Prompted by an exercise that asked students what tasks they liked that they might want to do in a job, Gessman can thank the class for helping her find a career direction she’s passionate about –  business development and market research – which are similar to the skills she used to track down companies likely to contribute funding to start-up companies, which she enjoyed.

Practical matters

In addition to encouraging students to look inward, the course has a distinctly practical side, helping them develop strong LinkedIn accounts, buff up their resumes and hone their interviewing and job-search skills.

“Before the class I didn’t have a LinkedIn account and I didn’t see the value of one,” says Arielle Cheifetz, a junior Environmental Studies major who is interning at the Vermont Climate Pledge Coalition, where she recruits new members and keeps current ones engaged.

After a LinkedIn presentation from UVM’s Career Services office, she saw the light. “It was just like, whoa, there’s this whole resource here that I had never thought of ever.”

Larger effort

AS 190, which is offered in the spring, summer and fall – and may expand to more sections in the future –  is part of a vision Dean Bill Falls has for the College of Arts and Sciences to make internships widely available to students in the college, which enrolls about half of UVM’s undergraduates.

AS 190 joins other several other classes that help upper level students process their internships, in Economics, Psychological Science, Sociology, Fine Arts and Museum Studies.

Falls has also affiliated the College Arts & Sciences College with The Washington Center, a 40-year old program based in the nation’s capital that offers more than 600 internship placements, housing  and affiliated courses during the fall semester, and Semester in the City, a similar program in Boston that places students with social-justice organizations.

And at Fall’s direction, the college has created an internship office, managed by Watts and his colleague, Sophia Trigg, that connects students to the many internship resources at the university.

Through the office, Watts and Trigg found internships for about half the students in AS 190, including Cheifetz and Gessman.

Into the fray

For students like Bernier, the class, and the internship, have been invaluable.

He was thrown into the fray from day one, when he was asked to finish a design a co-worker had started.

“It was a little intimidating, because I was working around someone else’s art, but it came out nice.
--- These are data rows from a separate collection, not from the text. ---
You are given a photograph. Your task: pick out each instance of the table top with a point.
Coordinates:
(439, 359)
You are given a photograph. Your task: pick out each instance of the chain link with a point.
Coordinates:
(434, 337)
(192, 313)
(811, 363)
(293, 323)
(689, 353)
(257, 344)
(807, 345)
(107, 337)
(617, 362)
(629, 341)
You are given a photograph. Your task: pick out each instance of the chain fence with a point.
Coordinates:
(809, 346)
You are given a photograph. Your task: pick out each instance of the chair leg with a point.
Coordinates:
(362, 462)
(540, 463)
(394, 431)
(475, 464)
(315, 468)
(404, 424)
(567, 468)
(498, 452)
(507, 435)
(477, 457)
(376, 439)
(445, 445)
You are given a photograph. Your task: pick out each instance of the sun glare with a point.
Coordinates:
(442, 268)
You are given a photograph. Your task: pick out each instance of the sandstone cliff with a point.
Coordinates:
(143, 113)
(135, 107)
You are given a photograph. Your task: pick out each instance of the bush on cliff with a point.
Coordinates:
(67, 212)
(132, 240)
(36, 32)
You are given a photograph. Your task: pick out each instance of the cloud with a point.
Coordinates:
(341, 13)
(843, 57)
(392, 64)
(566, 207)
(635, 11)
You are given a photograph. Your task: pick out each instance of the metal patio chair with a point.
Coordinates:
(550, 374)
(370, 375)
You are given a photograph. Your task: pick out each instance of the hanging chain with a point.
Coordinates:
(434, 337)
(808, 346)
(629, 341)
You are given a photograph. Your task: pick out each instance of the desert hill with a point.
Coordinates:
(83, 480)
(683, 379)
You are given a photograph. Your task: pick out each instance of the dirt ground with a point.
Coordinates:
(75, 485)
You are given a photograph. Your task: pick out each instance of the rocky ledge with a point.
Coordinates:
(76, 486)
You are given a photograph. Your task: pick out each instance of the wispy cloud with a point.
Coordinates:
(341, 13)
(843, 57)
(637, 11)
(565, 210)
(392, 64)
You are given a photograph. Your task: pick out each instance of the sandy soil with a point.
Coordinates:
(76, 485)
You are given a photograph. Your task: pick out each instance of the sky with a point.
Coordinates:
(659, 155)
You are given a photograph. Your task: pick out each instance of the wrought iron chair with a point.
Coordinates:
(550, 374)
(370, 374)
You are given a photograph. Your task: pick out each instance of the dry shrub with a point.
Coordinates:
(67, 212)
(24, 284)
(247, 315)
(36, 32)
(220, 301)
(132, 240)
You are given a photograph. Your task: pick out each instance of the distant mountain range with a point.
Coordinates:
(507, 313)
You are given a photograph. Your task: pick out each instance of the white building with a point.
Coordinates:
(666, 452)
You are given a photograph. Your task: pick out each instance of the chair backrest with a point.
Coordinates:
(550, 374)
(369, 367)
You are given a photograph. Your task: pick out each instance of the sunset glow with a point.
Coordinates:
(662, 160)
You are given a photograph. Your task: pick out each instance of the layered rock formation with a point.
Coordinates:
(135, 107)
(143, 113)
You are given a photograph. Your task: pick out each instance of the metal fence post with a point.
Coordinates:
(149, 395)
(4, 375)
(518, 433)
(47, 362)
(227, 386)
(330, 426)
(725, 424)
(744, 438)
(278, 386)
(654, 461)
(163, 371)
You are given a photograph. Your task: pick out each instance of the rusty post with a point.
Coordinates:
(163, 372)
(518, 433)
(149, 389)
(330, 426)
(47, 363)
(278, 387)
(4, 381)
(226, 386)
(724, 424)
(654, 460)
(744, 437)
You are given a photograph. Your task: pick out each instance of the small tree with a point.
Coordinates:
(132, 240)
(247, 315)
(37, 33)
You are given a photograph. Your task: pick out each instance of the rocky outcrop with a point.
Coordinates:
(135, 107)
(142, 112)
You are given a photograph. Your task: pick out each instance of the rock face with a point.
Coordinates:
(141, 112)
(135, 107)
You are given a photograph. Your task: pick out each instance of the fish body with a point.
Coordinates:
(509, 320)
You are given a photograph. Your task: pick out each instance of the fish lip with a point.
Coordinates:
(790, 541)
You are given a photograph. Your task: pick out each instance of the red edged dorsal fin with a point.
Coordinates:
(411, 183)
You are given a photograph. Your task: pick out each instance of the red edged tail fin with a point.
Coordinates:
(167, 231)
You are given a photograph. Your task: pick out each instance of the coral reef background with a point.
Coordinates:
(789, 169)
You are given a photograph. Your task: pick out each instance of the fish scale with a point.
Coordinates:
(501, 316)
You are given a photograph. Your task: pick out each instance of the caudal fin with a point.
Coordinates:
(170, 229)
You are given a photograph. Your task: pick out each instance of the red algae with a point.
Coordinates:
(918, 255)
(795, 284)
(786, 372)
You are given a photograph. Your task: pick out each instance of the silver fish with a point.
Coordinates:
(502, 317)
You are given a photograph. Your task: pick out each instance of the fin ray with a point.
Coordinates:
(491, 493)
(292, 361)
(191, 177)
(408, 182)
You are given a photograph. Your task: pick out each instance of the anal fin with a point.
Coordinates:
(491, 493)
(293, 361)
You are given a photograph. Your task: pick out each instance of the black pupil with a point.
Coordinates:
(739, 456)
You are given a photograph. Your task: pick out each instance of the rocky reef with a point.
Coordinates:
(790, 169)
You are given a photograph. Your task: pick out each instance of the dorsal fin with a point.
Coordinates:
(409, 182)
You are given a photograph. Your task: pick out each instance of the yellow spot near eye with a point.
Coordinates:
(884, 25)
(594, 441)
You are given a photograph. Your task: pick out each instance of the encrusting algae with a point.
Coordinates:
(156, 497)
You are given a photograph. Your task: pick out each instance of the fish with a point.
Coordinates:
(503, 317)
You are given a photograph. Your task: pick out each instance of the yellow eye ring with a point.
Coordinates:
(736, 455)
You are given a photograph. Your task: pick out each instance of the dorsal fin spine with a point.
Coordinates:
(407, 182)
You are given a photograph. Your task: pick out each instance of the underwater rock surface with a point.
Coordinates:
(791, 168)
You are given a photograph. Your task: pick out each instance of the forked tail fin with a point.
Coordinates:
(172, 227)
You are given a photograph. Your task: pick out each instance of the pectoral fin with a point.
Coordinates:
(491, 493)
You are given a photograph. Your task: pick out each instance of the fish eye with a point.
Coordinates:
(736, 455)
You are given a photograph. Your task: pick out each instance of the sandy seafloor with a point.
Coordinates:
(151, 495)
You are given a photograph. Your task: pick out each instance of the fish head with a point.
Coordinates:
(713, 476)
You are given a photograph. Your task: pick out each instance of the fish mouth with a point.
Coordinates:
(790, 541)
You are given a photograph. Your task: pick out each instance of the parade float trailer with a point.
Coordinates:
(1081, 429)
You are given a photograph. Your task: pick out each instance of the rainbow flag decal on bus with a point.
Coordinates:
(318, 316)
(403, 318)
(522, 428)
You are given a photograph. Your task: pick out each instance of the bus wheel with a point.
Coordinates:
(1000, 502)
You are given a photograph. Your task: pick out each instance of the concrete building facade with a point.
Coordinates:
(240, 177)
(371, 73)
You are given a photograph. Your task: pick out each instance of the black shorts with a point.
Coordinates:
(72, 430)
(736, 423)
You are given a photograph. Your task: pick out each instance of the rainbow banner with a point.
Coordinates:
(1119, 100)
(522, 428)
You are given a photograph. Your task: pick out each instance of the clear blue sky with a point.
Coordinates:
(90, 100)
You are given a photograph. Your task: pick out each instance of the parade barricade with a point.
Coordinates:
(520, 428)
And the client was into it.”

Bernier thinks internships are the best direct route to a job.

“If you’ve shown what you capable of and that you’re a hard worker and you want to be in an industry,” you have a good chance of being hired, he says.

That’s the driving philosophy behind AS-190, Watts says.

“Internship can seem overwhelming, if don’t know where to start,” he says. “We want to take the anxiety out of finding one – and then turn the experience into something that can really get students started on their careers.”